Indietreggiando inciampò su un sasso sporgente e cadde a terra; vide la luce per un secondo soltanto. Si girò prontamente, le dita penetrarono nel terriccio e la lingua assaporò il gusto delle foglie secche, poi scattò in avanti e corse verso la balconata.

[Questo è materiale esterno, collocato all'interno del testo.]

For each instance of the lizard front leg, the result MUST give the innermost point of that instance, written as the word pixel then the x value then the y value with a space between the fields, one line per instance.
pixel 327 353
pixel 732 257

Il gracchiare si intensificò assieme al battito d’ali, il ginocchio sbatté contro la barriera di pietra, le fu afferrato il braccio e la forza la tirò giù.
«Ma sei impazzita?»
Il grido le rimase sulla lingua, fuoriuscì soltanto un colpo d’aria.
Col viso in ombra e la luce che gli batteva sulla schiena, le tese una mano per aiutarla a rialzarsi. «Stavi per cadere giù. Ti stavi per buttare giù.»
Evitò di guardarlo. I rami danzavano dolcemente al ritmo della brezza, accogliendo i piccioni amoreggianti e le calopsiti giocose.
Le due cornacchie avevano divorato completamente la carcassa, ormai divenuta un tappeto di piume.